Good deployment success with ALN filters, intermediate single-centre US experience finds


The ALN inferior vena cava filter has been available in the European market for over a decade. Following US FDA approval a few centres in the USA have gained extensive experience with this filter. A retrospective study reporting intermediate-term experience from the University of Texas Medical was presented at CIRSE 2014 (12–17 September, Glasgow, UK).

“In our experience, ALN filters have demonstrated good deployment success and a relative ease of retrieval even up to 24 months. The safety profile so far appears acceptable. Longer follow-up and multicentre data for a larger pool of patients are required to validate our current experience,” Rodrick C Zvavanjanja, Diagnostic and Interventional Imaging, University of Texas Medical School at Houston, USA told delegates.
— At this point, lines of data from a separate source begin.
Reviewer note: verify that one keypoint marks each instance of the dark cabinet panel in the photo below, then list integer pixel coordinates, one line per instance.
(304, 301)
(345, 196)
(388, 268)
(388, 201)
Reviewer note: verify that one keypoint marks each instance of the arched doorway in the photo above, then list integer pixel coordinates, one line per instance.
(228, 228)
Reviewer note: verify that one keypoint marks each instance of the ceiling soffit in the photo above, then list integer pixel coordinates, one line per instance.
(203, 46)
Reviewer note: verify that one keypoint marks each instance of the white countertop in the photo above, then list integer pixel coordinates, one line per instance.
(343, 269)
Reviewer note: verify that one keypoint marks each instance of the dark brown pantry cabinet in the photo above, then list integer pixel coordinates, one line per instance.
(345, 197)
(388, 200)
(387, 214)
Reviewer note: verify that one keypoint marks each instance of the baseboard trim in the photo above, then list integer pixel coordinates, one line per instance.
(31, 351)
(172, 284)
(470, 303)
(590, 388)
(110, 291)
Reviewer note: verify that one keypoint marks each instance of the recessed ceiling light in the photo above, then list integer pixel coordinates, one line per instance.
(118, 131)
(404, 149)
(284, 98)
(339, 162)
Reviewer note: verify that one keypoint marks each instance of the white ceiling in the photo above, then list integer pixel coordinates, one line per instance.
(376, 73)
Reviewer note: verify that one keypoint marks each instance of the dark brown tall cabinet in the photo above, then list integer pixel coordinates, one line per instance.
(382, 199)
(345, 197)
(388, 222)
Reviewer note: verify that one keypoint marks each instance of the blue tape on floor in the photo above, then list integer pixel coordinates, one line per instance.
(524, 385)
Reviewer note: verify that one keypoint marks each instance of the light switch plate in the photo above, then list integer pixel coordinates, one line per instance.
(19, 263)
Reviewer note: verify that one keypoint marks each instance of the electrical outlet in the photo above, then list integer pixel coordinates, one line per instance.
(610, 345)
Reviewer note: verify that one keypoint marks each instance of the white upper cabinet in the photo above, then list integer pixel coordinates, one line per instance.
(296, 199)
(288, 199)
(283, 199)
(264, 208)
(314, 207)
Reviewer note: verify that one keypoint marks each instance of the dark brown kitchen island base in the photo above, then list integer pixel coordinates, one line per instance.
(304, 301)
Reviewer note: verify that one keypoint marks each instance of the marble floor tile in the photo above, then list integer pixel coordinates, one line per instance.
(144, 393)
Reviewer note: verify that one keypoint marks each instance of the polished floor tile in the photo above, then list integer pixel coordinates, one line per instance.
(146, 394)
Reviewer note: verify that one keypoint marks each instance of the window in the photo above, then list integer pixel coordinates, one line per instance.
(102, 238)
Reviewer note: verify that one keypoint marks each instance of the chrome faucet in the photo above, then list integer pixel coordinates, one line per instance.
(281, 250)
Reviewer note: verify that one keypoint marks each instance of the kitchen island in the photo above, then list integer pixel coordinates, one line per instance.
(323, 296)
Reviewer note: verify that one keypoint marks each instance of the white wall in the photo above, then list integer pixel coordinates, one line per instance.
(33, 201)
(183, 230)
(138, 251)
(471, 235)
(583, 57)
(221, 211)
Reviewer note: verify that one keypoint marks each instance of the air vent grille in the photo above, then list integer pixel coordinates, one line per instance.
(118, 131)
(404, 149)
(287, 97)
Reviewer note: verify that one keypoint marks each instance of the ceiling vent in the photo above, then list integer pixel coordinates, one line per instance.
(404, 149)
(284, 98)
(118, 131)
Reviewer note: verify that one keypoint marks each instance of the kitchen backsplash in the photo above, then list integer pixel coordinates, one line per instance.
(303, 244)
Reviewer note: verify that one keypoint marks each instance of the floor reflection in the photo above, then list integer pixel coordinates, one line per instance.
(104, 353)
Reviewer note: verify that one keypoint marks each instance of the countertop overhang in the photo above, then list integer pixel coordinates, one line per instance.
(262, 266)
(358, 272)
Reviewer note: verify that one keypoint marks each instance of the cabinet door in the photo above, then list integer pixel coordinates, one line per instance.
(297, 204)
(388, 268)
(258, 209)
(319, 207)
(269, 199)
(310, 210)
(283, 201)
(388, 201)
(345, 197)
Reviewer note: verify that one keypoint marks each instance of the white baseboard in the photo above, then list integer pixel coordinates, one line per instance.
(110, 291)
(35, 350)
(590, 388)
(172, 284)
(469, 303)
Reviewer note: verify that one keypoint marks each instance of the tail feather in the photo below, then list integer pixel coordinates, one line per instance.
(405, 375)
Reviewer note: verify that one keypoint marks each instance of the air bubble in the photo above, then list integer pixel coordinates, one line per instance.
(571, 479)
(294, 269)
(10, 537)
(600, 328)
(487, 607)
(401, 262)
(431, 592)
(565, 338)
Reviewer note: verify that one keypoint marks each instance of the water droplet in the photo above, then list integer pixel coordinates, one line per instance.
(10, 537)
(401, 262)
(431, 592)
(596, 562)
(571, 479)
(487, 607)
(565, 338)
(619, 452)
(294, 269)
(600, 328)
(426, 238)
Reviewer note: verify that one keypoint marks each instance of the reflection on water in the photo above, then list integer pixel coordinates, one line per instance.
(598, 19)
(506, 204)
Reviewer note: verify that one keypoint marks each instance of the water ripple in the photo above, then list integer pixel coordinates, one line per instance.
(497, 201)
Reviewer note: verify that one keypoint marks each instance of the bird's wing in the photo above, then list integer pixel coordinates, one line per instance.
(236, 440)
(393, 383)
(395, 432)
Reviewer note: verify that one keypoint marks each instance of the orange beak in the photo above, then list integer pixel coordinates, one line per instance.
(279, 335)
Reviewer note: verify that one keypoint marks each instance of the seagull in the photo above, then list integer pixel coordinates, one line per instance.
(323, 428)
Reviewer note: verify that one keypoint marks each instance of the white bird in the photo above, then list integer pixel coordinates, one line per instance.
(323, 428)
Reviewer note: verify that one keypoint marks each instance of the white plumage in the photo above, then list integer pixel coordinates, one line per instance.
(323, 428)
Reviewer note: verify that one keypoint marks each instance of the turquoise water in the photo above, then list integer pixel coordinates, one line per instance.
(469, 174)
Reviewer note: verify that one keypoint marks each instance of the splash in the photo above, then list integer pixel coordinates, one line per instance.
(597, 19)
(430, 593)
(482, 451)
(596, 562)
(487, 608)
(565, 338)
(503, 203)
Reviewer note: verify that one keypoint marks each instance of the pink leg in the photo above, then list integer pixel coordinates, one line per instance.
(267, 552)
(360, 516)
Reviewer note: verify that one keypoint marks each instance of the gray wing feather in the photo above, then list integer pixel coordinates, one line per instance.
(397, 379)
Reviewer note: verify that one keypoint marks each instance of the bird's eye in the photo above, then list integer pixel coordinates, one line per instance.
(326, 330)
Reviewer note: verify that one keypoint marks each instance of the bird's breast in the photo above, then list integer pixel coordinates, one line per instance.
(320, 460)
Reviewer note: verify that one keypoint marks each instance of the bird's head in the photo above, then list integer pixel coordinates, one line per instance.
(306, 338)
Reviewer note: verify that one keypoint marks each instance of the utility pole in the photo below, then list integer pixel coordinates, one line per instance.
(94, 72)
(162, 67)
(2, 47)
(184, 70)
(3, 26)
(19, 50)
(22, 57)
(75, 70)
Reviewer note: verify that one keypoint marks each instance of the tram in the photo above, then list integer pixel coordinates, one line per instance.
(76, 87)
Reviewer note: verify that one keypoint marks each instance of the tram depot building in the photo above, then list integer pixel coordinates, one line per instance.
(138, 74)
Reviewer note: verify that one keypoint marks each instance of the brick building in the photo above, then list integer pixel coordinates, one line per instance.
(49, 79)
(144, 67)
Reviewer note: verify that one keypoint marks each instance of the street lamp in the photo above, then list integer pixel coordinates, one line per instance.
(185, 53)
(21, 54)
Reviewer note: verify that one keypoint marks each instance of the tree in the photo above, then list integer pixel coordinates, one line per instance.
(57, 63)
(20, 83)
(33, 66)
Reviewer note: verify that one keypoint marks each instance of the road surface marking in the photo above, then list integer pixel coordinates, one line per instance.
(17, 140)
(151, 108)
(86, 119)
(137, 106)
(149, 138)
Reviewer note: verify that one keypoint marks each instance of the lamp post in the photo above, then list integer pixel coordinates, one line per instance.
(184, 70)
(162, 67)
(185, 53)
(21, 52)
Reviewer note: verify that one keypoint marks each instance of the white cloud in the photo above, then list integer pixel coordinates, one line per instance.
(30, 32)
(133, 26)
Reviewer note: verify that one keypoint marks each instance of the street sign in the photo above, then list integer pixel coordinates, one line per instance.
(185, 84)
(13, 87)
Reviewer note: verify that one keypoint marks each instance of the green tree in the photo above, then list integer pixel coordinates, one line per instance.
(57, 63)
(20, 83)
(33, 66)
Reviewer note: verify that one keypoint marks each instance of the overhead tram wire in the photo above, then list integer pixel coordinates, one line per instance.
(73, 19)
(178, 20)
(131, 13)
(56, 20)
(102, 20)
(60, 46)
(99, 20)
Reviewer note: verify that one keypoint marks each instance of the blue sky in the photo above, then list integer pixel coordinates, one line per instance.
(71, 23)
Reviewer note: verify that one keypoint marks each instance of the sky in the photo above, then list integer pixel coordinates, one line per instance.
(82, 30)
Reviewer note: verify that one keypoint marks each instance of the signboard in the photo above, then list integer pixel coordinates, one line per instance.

The study, carried out from August 2010 to January 2014 and assessed the deployment, safety, and retrievability of the filter. The researchers evaluated the data obtained from electronic medical records and the picture archiving and communication systems for filter safety, deployment success, and tilt angle. The data on filter retrieval was assessed for dwelling time, tilt angle, fluoroscopy time, and associated complications. The results were also presented at the Society of Interventional Radiology’s annual scientific meeting in March.


Zvavanjanja presented that 170 ALN filters were placed in 170 patients (10 using intravascular ultrasound and 160 fluoroscopically). A majority (120/170 patients) were deployed via the femoral access and the remainder using the jugular approach.

There was 100% deployment success. The median tilt angle at the time of placement was 11.6 degrees (range 0–27 degrees). Eighteen (10.6%) retrieval attempts were made with 100% success. The mean time between placement and retrieval was 7.7 months (range 1–24 months). During retrieval, median filter tilt angle was 10.5 degrees (range 2.5–27 degrees) and median fluoroscopy time was 5.9 minutes (range 1.4–20.6 minutes). Only one filter demonstrated significant penetration (into the duodenum), incidentally diagnosed on CT and this was retrieved uneventfully, Zvavanjanja noted. Among the retrieved filters, there was no evidence of filter fractures.